Statistical analyses were performed using SPSS statistics 23 (IBM). Significance was assessed using 1-way analysis of variance; the adjusted P values were obtained using Tukey-Kramer post hoc comparisons. P values >0.05 were considered to be significant.

Results

Influence of Statin on ATDC5 Cell Proliferation and Mineralization

WST-1 was used to examine the effects of statin on the proliferative capacity of ATDC5 cells ( Fig. 1A ). After addition of ITS, the group with statin concentration of 1000 nM displayed nearly twice the proliferation capacity compared with control. The cells died when the concentration was greater than 10 μM. The effects of statin on ATDC5 cell calcification and cartilage matrix secretion was also investigated. No change in ALP activity was indicated for all concentrations ( Fig. 1B ). A change in cell number was found during Alizarin Red staining where the formation of calcified matrix was suppressed at 100 and 1000 nM ( Fig. 1C ). Alcian Blue staining indicated that the addition of statin had no effect on cartilage matrix secretion ( Fig. 1D ). Statin concentration of 1000 nM was used in subsequent experiments based on the above results. Total cholesterol level was decreased with the addition of statin at a concentration of 1000 nM ( Fig. 1E .).

Figure 1.

Various tests with statins at different concentration. (A) Comparison of cell proliferation ability by, WST-1. The growth rates were compared by absorbance before ITS (insulin, transferrin, sodium selenite) treatment as a control at each, concentration on day 0. (B) The comparison of alkaline phosphatase (ALP) activity on day 7 and its image. (C) Comparison of the, dyeability of Alizarin Red on day 21 and its image. (D) Comparison of the dyeability of Alcian Blue on day 21, and its image. (E) To check statin effect for cholesterol . The graph values denote the average ± SD (n = 3), *P < 0.05 and **P < 0.01, estimated by analysis of variance followed by post hoc Tukey-Kramer and compared with, control group at same time point.

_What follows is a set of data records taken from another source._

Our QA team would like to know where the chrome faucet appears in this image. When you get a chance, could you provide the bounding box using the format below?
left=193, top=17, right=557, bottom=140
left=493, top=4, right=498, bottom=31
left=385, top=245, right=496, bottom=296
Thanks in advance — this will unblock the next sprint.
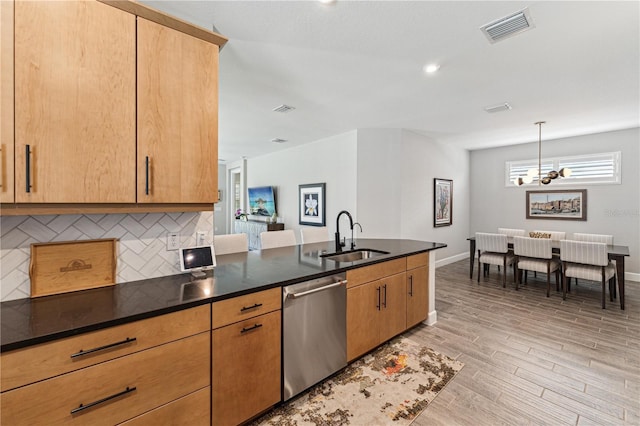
left=336, top=210, right=353, bottom=251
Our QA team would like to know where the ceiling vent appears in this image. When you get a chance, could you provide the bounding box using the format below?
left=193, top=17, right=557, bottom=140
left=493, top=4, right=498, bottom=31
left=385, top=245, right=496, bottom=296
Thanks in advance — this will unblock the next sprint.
left=480, top=9, right=535, bottom=44
left=273, top=104, right=296, bottom=112
left=484, top=102, right=511, bottom=112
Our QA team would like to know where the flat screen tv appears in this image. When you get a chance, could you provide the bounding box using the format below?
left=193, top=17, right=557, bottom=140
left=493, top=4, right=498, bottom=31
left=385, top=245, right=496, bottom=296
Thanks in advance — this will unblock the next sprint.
left=248, top=186, right=276, bottom=217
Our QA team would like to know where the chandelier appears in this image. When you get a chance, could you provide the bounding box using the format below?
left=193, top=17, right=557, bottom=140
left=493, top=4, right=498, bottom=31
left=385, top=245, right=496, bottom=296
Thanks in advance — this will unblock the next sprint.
left=513, top=121, right=571, bottom=186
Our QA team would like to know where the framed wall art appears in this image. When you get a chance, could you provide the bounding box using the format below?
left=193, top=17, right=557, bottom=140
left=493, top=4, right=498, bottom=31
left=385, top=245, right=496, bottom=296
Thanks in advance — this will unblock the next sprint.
left=527, top=189, right=587, bottom=220
left=298, top=183, right=326, bottom=226
left=433, top=178, right=453, bottom=228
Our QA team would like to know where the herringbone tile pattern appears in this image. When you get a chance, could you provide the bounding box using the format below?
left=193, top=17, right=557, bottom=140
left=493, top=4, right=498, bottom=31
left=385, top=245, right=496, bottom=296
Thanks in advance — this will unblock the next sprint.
left=0, top=212, right=213, bottom=301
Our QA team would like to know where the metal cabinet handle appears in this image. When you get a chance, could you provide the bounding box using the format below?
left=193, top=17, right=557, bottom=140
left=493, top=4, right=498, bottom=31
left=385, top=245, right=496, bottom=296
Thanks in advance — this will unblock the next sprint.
left=240, top=324, right=262, bottom=333
left=71, top=337, right=136, bottom=358
left=24, top=145, right=31, bottom=192
left=240, top=303, right=262, bottom=312
left=382, top=284, right=387, bottom=309
left=144, top=155, right=149, bottom=195
left=71, top=386, right=136, bottom=414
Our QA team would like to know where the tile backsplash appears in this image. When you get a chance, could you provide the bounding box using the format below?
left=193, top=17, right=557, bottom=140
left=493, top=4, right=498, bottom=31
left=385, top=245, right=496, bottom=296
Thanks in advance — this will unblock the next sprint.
left=0, top=211, right=213, bottom=301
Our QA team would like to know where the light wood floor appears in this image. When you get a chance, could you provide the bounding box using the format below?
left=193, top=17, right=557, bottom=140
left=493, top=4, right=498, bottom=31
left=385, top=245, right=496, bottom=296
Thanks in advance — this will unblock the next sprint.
left=407, top=260, right=640, bottom=426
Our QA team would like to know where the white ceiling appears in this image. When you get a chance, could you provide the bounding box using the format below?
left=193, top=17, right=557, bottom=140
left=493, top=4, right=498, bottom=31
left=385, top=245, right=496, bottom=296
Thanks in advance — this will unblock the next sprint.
left=144, top=0, right=640, bottom=162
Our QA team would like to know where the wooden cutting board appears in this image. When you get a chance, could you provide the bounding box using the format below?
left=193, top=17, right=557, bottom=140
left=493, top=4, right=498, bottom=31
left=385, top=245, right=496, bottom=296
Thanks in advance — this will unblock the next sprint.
left=29, top=238, right=118, bottom=297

Influence of Statins on mRNA Expression of Early and Late Differentiation Markers

After addition of 1% ITS, the mRNA levels of early and late differentiation markers were measured and compared at 7, 14, and 21 days between the experimental (1000 μM statin) and control group. In the experimental group, expression levels of early chondrocyte differentiation markers Sox9, Col2, and Acan, increased between days 7 and 21 compared with the control group. In particular, Sox9 sharply increased on day 21, whereas the increase of Col2 was constant ( Fig. 2A-C ). With regard to late differentiation markers Runx2 and Col10, Runx2 expression increased between days 7 and 21, reaching a maximum on day 21. Col10 expression levels increased after day 14 ( Fig. 2D and E ). In the control group, both the early and late differentiation markers showed an increase in expression over time ( Fig. 2A-E ).

Figure 2.

mRNA expression of the cartilage marker in differentiation-induced ATDC5 cells with the addition of statin. (A) Sox 9. (B) Col2. (C) ACAN. (D) Runx2. (E) Col10. ITS (insulin, transferrin, sodium selenite) was added on day 0 and normalized according to the control value of day 7. The graph values denote the average ± SD (n = 3), *P < 0.05 and **P < 0.01, estimated by analysis of variance followed by post hoc Tukey-Kramer and compared with control group at same time point.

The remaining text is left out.